第25話 オークランドへの報告
『赤い瞳の奴隷娘が黄金宮殿に到着』。
アルワーン潜入の間者からの一報がオークランドに届く。
それは、宮殿に潜入中の間者から、市中に紛れている間者に届き、そこから旅芸人の一座を介して届けられたものだ。

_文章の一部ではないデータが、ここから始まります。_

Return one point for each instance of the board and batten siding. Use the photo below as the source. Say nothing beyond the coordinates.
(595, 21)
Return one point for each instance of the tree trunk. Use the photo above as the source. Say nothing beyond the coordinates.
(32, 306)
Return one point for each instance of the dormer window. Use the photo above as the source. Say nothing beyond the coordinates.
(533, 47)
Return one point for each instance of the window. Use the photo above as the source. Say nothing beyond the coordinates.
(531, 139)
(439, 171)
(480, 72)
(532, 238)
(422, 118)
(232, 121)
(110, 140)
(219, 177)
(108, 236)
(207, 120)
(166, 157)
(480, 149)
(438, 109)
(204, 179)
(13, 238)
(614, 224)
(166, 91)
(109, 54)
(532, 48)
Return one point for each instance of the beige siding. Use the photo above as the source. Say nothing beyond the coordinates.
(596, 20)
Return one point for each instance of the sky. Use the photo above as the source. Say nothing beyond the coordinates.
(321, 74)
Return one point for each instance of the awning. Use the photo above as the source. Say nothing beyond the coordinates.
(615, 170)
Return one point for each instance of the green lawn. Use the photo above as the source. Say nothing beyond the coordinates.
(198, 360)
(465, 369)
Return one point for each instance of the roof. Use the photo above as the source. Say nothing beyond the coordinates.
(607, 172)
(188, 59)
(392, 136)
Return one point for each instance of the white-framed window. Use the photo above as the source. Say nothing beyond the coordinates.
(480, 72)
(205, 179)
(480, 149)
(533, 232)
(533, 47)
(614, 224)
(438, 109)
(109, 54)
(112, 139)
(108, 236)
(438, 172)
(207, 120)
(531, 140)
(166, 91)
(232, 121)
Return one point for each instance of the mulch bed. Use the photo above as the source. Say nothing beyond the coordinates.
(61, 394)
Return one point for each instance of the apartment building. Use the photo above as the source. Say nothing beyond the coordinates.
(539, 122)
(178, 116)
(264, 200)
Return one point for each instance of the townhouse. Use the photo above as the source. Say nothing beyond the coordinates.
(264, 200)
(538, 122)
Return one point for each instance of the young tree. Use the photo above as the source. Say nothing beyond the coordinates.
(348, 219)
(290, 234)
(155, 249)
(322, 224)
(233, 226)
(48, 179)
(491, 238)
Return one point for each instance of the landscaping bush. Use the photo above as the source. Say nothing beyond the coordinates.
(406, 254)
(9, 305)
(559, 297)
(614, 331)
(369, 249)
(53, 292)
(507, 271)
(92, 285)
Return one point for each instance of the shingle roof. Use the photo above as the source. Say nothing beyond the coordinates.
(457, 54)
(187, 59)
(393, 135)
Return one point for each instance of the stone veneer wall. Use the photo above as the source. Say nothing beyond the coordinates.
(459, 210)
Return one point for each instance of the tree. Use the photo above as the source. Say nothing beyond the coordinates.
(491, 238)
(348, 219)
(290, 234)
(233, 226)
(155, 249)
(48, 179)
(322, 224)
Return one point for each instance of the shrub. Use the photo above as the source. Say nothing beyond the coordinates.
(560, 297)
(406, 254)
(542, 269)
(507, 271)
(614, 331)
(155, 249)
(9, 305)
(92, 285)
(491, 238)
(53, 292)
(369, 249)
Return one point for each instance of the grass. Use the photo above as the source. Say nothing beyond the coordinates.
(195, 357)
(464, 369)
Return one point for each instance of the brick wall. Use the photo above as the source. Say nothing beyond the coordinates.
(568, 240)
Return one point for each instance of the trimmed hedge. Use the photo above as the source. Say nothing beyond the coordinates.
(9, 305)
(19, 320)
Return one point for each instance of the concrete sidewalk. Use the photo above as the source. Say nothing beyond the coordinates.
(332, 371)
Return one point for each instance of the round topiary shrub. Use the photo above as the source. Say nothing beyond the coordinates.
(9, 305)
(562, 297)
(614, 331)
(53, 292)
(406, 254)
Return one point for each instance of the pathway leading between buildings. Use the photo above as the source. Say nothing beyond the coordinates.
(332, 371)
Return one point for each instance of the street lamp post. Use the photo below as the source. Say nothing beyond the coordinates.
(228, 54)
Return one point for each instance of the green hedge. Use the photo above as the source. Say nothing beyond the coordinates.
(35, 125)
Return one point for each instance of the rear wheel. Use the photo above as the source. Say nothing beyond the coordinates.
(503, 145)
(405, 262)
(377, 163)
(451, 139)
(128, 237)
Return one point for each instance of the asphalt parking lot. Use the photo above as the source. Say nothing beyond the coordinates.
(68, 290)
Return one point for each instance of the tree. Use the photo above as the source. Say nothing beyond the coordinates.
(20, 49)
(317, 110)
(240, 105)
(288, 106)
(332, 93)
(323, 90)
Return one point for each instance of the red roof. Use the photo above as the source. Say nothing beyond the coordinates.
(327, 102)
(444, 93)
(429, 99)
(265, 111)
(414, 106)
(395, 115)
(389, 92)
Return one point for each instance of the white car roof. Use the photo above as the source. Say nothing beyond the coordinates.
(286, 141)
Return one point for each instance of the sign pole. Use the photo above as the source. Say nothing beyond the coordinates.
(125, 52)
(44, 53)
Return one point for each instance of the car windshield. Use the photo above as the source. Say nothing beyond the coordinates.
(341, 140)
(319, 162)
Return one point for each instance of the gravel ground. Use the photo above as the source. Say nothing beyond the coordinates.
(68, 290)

たった1文の情報だったが、ドレイクを激怒させるには十分な内容だった。
ユリウスはドレイクの様子を見て、すぐさま人払いをする。
定期報告を上げていた大臣達は直ちに退出し、ユリウスは執務室の扉を固く閉め切る。
「では、やはりアルワーンがフィオナ様をさらっていたと?」
ドレイクは無言で答えない。
険しい顔で、窓の外を見つめているばかりだ。
「赤い瞳、つまりピンク色の瞳を持つ人間は、フィオナ以外、俺は知らない。滅多にいないだろう」
ドレイクが唸った。
「アルワーンでは奴隷は合法だ。奴隷にされてしまえば、後宮を持つ国王に勝手に献上されたとしても、文句は言えない。奴隷娘であるとされたなら、アルファイドはフィオナを所有することができる」
「何者かが、フィオナ様を陛下の大切な人間であると知り、奪い取ったと?」
「フィオナの正体を知る者は誰もいない。おそらくは、黒竜は知っているのだと思う。だが、黒竜はフィオナについて何も話さない。アルファイドはただ、俺を陥れるためだけにフィオナが何者かは関係なく、彼女を手に入れるように指示したのだろう」
ドレイクの黒い瞳には、何も映っていない。
時折、揺らぐ瞳が、まるで炎の残像のように見える。
ユリウスの目には、ドレイクはとても平静に見えた。
「竜舎に行ってくる。後は頼む。アルファイドについて調べておいてくれ。オークランドに来た経緯に裏はないか、アルワーン帰国後の経緯は特に詳しく調べろ。何か見落としていたことがあるような気がする」
ドレイクは椅子の背にかけていたマントを掴んだ。
机に立てかけてあった、大剣を肩に掛ける。